As for the production itself? Well... putting on my critical hat for a second, I can tell you that the broadcast itself was excellent. The singing was excellent (especially from Jay Hunter Morris as the title role, who stepped into one of opera's most difficult roles at basically the last minute (Which, oddly enough, is a lot more common for the Met than you'd think. And not just recently, either: its entire history is filled with mishaps that occurred at some point or another.) and still managed to sing and act as an incredibly convincing Siegfried), and everyone involved brought their best to the table. I wish the projection hadn't been as dark as it was in the broadcast I saw it at, as there were a few times when it was needlessly difficult to tell what was set up in the set from time to time. However, I can also tell you that Robert LaPage's production is something you have to see, even if you're not an opera buff.
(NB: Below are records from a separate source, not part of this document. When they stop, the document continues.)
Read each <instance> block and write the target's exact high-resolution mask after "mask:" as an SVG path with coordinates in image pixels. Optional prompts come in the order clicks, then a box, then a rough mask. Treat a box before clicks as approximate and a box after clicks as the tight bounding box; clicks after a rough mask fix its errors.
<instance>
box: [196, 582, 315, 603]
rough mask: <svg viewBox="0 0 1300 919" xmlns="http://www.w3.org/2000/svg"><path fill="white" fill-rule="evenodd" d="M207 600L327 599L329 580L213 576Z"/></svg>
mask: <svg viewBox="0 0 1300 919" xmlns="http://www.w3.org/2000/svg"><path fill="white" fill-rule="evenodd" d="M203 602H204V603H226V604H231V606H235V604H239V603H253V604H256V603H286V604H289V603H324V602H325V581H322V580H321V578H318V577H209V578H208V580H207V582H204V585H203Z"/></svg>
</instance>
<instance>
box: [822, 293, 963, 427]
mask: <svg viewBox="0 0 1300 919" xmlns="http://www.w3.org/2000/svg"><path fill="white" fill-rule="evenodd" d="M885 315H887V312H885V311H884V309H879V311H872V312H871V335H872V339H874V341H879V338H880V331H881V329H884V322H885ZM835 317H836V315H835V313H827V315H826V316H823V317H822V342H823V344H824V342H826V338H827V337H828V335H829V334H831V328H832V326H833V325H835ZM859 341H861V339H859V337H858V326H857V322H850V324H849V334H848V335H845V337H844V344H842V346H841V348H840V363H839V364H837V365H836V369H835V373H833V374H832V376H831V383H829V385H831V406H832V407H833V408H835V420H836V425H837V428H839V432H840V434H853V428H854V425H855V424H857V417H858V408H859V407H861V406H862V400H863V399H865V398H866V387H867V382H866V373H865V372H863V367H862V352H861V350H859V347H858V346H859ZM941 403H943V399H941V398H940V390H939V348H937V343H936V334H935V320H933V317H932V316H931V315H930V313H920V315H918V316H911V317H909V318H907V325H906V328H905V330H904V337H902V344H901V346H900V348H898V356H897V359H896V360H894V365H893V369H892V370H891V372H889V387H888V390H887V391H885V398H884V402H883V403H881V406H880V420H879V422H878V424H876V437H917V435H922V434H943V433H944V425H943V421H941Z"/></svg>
Most productions of any of the operas in Wagner's Ring tend to fall victim to the fact that they are typically operas in which things are incredibly dynamic as far as stage directions go, but LaPage's production is both visually stunning and brings an element of dynamism into the operas that very few productions have ever managed to do. Overall, it was an excellent broadcast all around.

And it was a great time, for me being an opera-goer who went to the movies for this one.

So... that's that. I went to the opera, and crazy times were had for all.